"The first thing you'll need will be a roof with good, stout, tight walls under it. Remember, you're not going there to bask in sunshine alone, but you're going to spend next winter there!"
I looked at him, and I imagine my expression was something like that of a dog when a youth badgers it, for 'Crombie laughed.
"I don't want to make it worse than it is," he apologized; "neither do I want you to be deceived in any way regarding conditions. But by the time winter comes, take my word for it, you can sleep in a snow-drift without hurt."
I smoked in silence. The thought was not encouraging.
"I believe you will find things pretty much to your hand there," he went on, in a ruminative voice. "You remember I came from that part of the country, and the locality is entirely familiar. I have been all over Bald Knob a dozen times. Eight years ago a shack stood just where you would want yours.

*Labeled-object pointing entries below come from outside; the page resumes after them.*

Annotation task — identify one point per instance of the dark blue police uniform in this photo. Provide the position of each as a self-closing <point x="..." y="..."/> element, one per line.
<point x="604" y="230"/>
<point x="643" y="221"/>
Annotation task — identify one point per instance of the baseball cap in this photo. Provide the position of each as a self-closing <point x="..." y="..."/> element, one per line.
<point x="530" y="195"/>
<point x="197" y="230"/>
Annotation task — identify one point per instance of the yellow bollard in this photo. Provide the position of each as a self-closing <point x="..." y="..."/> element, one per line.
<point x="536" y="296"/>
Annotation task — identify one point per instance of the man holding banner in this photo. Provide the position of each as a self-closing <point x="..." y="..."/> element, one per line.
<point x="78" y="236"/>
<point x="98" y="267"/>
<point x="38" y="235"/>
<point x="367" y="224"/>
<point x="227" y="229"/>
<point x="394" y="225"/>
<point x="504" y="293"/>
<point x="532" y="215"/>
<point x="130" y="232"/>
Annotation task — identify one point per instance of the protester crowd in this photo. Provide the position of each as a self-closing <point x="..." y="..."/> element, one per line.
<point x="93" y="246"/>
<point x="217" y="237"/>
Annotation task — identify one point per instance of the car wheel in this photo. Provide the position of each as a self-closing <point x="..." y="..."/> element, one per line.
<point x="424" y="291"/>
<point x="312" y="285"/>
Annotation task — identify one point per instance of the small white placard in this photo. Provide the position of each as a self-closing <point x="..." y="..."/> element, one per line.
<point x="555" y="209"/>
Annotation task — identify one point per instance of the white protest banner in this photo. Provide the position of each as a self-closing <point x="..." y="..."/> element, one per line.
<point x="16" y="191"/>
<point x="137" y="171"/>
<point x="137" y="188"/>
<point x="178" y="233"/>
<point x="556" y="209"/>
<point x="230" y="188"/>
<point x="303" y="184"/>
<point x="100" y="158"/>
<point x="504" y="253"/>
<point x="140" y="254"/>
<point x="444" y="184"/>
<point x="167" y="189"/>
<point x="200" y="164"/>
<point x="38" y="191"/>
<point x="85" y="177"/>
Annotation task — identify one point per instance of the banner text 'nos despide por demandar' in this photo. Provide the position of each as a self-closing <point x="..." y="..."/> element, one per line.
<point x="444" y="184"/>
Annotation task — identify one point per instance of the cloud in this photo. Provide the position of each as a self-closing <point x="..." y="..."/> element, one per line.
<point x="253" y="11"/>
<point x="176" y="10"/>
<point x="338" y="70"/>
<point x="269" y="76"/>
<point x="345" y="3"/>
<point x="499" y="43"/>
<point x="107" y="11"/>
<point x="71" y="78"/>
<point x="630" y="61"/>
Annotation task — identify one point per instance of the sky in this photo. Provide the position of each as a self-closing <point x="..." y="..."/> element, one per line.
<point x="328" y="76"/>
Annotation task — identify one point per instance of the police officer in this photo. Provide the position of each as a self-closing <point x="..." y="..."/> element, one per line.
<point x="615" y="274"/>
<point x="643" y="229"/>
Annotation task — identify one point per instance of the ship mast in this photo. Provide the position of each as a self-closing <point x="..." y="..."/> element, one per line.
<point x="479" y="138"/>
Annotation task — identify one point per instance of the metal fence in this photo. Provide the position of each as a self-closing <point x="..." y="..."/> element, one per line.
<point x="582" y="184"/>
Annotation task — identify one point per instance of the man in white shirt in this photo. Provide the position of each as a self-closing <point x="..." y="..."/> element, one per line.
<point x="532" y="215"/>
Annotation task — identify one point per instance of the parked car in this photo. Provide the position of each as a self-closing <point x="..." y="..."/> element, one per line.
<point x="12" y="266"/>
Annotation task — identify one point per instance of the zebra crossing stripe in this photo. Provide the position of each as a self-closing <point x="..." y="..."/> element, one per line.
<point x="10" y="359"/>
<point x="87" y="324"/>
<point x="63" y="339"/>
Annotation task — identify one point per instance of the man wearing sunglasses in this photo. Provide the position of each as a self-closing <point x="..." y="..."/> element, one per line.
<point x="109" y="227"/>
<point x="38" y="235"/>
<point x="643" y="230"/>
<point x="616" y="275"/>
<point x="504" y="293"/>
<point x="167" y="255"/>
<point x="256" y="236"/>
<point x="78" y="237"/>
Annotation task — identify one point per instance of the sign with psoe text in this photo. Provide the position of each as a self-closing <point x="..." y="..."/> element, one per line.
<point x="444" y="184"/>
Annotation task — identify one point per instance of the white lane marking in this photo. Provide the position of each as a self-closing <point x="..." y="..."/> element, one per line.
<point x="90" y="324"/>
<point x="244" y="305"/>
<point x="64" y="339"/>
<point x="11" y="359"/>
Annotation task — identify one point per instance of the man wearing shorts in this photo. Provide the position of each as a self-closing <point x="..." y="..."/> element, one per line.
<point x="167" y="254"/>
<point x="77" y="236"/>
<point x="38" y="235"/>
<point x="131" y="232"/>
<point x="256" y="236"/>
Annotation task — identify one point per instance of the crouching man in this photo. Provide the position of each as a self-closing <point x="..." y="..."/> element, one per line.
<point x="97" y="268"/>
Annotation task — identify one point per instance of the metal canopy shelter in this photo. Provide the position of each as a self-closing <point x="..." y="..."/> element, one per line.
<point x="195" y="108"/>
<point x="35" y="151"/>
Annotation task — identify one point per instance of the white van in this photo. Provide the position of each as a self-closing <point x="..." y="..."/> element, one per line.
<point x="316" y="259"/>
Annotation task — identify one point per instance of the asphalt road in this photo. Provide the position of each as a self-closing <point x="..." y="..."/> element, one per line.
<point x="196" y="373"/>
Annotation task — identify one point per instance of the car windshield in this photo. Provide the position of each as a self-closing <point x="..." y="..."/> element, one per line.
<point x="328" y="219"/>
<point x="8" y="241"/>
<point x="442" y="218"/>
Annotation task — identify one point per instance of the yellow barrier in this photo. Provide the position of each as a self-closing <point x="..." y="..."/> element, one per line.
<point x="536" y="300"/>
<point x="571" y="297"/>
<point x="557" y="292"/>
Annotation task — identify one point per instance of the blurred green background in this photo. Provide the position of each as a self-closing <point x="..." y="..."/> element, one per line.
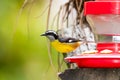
<point x="23" y="52"/>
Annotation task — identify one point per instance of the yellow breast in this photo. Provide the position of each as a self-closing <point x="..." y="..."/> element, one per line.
<point x="65" y="47"/>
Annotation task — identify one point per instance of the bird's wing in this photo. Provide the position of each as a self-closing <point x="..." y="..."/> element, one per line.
<point x="68" y="40"/>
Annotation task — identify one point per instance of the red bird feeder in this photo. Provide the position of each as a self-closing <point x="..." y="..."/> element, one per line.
<point x="104" y="16"/>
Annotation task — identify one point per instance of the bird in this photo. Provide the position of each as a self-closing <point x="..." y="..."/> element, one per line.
<point x="62" y="44"/>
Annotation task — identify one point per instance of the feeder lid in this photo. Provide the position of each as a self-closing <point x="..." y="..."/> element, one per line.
<point x="102" y="7"/>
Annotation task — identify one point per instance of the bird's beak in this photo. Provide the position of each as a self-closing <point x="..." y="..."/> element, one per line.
<point x="43" y="34"/>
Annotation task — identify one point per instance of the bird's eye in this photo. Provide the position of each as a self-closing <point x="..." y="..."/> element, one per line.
<point x="70" y="40"/>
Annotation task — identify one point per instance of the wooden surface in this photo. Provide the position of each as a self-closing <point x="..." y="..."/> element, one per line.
<point x="90" y="74"/>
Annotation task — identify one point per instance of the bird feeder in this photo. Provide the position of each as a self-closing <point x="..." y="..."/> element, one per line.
<point x="104" y="17"/>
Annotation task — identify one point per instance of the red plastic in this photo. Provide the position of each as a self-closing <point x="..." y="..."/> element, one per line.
<point x="102" y="7"/>
<point x="99" y="60"/>
<point x="96" y="60"/>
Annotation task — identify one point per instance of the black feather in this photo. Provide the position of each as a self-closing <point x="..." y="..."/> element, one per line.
<point x="68" y="40"/>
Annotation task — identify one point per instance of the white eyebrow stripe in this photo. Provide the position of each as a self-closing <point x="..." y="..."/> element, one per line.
<point x="50" y="31"/>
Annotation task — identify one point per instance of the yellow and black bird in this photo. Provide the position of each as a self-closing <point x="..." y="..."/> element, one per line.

I think a fellow who had a natural love for the woods built it some eighteen or nineteen years ago, lived there a while, and later moved to another State. It is made entirely of undressed logs, and has one room and a kitchen. It ought to be in good condition yet, because it is protected by the bulk of the knob. I should guess the room to be about sixteen feet square, and the kitchen is a box, but big enough. There is a spring near, considerably impregnated with sulphur. This water can have nothing but a good effect. If the shack still stands, you should consider yourself very lucky."
As he drew this picture, I could not help but gaze at the sumptuous furnishings of the room in which I sat.
"How close is the nearest town?" I asked.
"The nearest town is Cedarton, my old home, ten miles from Bald Knob, but there is a hamlet within three miles. This consists of a few cottages, a store, a blacksmith shop and a distillery. You will have occasion to visit neither place often. If you should happen to run short of provisions, go to the hamlet called Hebron."
"Then seclusion is as necessary as pure air and plain food?"
"It is to prevent you from forming the habit that I advise you not to seek people. Man is naturally gregarious. If you began going to the hamlet once a week you would soon be going every day, and you would deteriorate into a cracker box philosopher or a nail keg politician, spending your time in hump-shouldered inertia rather than in tramping through the health-giving open in quest of the life-plant. You are going forth with a purpose, my son; don't forget that."